Click to display Versions

```console # python3 -m torch.utils.collect_env Collecting environment information... PyTorch version: 1.9.0a0+gitd69c22d Is debug build: False CUDA used to build PyTorch: 11.2 ROCM used to build PyTorch: N/A OS: Ubuntu 20.04.2 LTS (x86_64) GCC version: (Ubuntu 9.3.0-17ubuntu1~20.04) 9.3.0 Clang version: Could not collect CMake version: version 3.21.1 Libc version: glibc-2.31 Python version: 3.8 (64-bit runtime) Python platform: Linux-5.4.0-92-generic-x86_64-with-glibc2.29 Is CUDA available: True CUDA runtime version: 11.2.152 GPU models and configuration: GPU 0: GeForce GTX 1080 GPU 1: GeForce GTX 1080 GPU 2: GeForce GTX 1080 Nvidia driver version: 460.91.03 cuDNN version: Probably one of the following: /usr/lib/x86_64-linux-gnu/libcudnn.so.8.1.0 /usr/lib/x86_64-linux-gnu/libcudnn_adv_infer.so.8.1.0 /usr/lib/x86_64-linux-gnu/libcudnn_adv_train.so.8.1.0 /usr/lib/x86_64-linux-gnu/libcudnn_cnn_infer.so.8.1.0 /usr/lib/x86_64-linux-gnu/libcudnn_cnn_train.so.8.1.0 /usr/lib/x86_64-linux-gnu/libcudnn_ops_infer.so.8.1.0 /usr/lib/x86_64-linux-gnu/libcudnn_ops_train.so.8.1.0 HIP runtime version: N/A MIOpen runtime version: N/A Versions of relevant libraries: [pip3] numpy==1.21.4 [pip3] pytorch-lightning==1.5.8 [pip3] torch==1.9.0a0+gitd69c22d [pip3] torchmetrics==0.6.2 [pip3] torchvision==0.10.0a0+300a8a4 [conda] Could not collect ```

zhiqwang commented 2 years ago

Hi @mattpopovich ,

But I'm not sure how to use the output model?

It's a little tricky here.

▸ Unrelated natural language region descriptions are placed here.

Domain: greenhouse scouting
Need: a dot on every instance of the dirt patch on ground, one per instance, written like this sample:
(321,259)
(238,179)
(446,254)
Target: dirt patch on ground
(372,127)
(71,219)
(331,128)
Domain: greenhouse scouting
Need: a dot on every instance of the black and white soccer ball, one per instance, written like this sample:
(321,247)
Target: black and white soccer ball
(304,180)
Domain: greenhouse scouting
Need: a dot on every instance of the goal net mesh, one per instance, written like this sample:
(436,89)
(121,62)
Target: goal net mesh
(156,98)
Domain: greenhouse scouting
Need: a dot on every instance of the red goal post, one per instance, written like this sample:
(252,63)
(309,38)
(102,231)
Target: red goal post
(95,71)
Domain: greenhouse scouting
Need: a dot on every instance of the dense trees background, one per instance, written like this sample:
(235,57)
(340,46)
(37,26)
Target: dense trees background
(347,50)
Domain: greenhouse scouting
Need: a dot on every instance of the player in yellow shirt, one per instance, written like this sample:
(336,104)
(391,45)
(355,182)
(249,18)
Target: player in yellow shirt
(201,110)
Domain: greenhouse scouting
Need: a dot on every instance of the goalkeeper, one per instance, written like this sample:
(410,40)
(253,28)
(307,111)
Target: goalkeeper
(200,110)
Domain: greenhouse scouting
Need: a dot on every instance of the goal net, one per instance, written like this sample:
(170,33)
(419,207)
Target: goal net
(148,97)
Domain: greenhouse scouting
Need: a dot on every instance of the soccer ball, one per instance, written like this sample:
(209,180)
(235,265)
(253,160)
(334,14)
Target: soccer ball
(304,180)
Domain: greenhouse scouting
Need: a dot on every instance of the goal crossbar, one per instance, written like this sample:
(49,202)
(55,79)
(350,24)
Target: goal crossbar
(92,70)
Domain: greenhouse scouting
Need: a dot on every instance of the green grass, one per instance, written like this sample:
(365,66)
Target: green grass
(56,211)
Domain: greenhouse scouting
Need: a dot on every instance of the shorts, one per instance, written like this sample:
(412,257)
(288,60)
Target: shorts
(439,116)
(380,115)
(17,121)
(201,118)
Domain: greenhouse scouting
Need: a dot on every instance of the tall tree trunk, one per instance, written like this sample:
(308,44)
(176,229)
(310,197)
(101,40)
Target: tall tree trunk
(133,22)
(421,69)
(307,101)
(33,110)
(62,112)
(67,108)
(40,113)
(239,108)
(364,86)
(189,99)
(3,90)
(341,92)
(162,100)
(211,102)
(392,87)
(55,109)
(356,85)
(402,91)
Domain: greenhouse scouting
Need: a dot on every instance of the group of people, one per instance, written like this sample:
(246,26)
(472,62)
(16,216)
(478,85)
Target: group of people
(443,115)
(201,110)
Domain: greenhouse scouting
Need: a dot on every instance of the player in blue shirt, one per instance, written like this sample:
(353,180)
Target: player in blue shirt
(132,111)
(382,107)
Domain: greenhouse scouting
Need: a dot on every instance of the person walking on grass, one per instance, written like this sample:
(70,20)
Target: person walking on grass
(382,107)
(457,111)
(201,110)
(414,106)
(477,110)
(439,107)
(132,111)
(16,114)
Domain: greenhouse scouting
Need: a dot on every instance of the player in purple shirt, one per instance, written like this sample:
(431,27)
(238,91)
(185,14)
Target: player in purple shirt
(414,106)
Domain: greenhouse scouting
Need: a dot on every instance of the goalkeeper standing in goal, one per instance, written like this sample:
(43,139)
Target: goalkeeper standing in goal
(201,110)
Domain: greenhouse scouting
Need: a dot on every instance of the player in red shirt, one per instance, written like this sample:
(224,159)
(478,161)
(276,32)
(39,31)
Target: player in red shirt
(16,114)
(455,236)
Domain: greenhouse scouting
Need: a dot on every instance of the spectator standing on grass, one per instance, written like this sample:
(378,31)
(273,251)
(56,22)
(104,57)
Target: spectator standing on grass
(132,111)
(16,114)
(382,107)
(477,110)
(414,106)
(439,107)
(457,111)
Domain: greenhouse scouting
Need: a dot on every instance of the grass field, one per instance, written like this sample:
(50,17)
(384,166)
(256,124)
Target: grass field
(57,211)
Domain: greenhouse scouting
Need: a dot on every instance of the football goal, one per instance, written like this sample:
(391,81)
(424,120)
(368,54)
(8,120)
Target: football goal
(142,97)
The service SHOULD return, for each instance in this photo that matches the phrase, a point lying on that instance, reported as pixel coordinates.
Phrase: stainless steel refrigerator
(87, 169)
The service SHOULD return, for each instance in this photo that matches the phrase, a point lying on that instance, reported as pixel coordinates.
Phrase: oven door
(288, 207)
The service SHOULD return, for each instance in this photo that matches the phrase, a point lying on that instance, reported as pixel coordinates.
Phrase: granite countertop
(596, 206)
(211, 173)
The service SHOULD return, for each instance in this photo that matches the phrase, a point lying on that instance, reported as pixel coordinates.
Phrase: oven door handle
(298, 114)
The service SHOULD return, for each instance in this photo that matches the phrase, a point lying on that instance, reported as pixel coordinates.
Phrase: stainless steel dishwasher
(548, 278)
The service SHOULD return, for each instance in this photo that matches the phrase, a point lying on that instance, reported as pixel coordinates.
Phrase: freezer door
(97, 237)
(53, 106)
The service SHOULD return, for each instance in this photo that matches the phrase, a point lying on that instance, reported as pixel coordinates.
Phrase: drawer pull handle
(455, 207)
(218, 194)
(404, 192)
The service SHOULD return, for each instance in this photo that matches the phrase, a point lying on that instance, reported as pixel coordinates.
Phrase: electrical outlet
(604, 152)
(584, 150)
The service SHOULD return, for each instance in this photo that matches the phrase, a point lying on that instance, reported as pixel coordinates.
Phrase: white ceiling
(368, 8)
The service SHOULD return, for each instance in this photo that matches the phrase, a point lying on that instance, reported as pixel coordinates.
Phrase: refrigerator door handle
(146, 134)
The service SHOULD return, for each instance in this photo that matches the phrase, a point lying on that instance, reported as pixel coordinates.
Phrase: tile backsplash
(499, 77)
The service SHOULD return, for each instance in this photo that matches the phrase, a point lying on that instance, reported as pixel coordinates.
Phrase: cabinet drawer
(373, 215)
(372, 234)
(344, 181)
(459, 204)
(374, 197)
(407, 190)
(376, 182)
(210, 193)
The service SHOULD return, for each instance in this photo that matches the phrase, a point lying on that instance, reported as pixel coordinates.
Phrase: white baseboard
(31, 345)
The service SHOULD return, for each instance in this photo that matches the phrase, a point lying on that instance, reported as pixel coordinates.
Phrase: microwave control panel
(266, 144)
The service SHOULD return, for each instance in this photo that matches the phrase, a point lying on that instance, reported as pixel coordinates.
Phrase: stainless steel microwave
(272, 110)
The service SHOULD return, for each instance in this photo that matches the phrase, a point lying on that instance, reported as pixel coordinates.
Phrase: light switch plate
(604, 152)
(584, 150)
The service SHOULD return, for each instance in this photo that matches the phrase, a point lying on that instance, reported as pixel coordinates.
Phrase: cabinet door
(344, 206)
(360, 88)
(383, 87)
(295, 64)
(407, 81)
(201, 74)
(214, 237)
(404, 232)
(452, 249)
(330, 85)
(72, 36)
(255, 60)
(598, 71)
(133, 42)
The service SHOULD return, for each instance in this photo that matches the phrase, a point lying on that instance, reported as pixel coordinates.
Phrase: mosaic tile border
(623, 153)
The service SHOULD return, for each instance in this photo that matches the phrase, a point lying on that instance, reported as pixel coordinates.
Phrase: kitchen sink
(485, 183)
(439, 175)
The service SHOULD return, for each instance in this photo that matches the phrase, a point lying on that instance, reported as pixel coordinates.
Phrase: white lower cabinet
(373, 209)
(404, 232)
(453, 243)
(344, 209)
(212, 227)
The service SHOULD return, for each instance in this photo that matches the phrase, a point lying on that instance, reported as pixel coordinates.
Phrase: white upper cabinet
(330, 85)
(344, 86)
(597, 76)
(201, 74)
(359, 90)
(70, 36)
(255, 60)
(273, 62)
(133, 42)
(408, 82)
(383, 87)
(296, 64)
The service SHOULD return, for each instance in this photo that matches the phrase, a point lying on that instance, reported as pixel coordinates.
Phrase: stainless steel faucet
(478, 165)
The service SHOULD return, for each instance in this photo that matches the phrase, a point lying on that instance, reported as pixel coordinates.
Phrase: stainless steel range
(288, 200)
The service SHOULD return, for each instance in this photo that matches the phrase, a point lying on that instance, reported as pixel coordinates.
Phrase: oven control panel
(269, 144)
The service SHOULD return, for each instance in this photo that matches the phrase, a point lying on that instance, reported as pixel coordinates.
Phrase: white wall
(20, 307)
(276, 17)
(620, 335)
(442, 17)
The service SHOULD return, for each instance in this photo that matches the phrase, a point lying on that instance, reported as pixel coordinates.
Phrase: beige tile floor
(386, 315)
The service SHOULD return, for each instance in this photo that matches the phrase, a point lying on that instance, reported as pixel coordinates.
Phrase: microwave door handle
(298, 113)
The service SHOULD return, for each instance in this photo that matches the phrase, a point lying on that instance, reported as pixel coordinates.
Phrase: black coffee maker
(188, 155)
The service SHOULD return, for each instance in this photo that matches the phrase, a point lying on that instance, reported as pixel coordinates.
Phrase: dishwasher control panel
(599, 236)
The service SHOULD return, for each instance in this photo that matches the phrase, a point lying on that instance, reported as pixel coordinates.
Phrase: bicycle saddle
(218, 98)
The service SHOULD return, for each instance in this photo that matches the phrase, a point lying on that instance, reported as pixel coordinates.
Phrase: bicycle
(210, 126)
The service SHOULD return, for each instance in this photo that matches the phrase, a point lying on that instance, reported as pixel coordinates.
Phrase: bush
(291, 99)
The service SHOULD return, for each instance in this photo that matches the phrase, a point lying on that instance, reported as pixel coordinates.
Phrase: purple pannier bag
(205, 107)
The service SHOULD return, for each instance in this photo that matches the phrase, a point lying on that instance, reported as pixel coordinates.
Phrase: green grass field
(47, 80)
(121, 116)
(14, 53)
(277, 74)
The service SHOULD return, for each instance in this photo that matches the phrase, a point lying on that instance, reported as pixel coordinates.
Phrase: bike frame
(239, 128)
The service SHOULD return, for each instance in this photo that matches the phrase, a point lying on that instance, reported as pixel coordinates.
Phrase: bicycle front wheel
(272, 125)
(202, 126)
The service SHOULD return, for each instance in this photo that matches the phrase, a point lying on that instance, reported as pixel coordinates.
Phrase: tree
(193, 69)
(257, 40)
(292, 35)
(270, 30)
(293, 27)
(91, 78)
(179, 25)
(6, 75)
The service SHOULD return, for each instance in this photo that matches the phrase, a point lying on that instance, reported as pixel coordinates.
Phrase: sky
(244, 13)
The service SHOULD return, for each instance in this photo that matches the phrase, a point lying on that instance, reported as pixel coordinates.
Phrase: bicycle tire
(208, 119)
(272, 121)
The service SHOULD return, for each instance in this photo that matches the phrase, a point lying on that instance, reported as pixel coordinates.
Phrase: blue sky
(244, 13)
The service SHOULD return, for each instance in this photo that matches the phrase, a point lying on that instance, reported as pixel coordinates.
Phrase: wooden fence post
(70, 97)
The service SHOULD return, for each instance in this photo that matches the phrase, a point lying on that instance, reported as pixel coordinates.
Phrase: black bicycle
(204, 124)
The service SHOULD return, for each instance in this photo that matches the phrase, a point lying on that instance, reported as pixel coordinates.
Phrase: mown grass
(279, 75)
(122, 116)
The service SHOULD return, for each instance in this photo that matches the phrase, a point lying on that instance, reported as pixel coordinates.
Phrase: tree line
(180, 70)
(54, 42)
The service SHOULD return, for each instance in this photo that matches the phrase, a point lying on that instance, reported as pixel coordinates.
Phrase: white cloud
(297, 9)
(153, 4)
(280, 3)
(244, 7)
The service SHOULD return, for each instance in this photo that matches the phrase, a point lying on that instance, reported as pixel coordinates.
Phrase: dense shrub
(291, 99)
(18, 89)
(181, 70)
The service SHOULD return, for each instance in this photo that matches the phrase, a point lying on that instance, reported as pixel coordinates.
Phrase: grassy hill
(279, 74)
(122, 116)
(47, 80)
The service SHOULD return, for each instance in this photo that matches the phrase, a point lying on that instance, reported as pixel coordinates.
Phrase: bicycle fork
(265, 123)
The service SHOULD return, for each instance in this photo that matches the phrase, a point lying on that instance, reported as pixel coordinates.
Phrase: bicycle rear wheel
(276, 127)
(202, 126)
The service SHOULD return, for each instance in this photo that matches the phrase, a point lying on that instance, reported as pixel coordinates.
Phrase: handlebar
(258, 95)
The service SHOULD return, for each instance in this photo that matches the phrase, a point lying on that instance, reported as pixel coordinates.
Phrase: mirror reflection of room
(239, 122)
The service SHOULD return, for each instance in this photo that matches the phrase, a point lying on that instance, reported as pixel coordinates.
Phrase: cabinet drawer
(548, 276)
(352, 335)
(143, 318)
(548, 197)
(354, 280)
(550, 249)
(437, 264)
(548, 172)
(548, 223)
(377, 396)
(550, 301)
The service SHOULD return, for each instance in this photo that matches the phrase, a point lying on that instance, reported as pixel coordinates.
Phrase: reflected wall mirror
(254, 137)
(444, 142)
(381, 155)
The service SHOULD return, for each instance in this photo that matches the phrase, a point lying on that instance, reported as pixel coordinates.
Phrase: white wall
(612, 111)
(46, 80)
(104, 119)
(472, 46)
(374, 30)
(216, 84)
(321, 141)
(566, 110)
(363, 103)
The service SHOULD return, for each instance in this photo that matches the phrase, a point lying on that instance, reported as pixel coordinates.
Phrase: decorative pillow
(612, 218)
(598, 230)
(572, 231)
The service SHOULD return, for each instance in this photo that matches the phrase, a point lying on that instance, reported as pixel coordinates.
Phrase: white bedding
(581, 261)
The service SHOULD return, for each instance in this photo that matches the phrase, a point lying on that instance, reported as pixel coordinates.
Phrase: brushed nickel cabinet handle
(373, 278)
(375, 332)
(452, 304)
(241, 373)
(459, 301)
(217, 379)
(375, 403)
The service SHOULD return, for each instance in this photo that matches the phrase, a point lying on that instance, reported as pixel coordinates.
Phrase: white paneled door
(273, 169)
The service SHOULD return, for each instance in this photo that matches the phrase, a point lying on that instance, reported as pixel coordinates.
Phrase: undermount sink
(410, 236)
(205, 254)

We call the translated checkpoint weight at below, and the model_urls[weights_name] is translated from yolov5 with this CLI tool. Seems that we have to manually edit the codes here, check more details about the limitation of this interface https://pytorch.org/blog/introducing-torchvision-new-multi-weight-support-api/#limitations-of-the-current-api. https://github.com/zhiqwang/yolov5-rt-stack/blob/3485ea144fec7b2857d0d2e0d4ff329959e77027/yolort/models/yolo.py#L263-L267

If you can elaborate on how, I'd be happy to make a PR with added documentation.

Sure! The torchvision team introduce a new API to call custom multi-weight at https://pytorch.org/blog/introducing-torchvision-new-multi-weight-support-api/#multi-weight-support, I think this interface is just what we need here, and we could follow their strategy.

Additional context

zhiqwang commented 2 years ago

I'm a little hesitant here whether we adopt this brand new interface or make a backward compatible interface like torchvision.

Because we do not yet support training, I currently judge that most people use the classmethods YOLO.load_from_yolov5() or YOLOv5.load_from_yolov5() to load custom checkpoints, and we will remain this classmethod. So I'm inclined to go the route of completely adopting the new interface from torchvision.

Let me know if you have more concerns about this.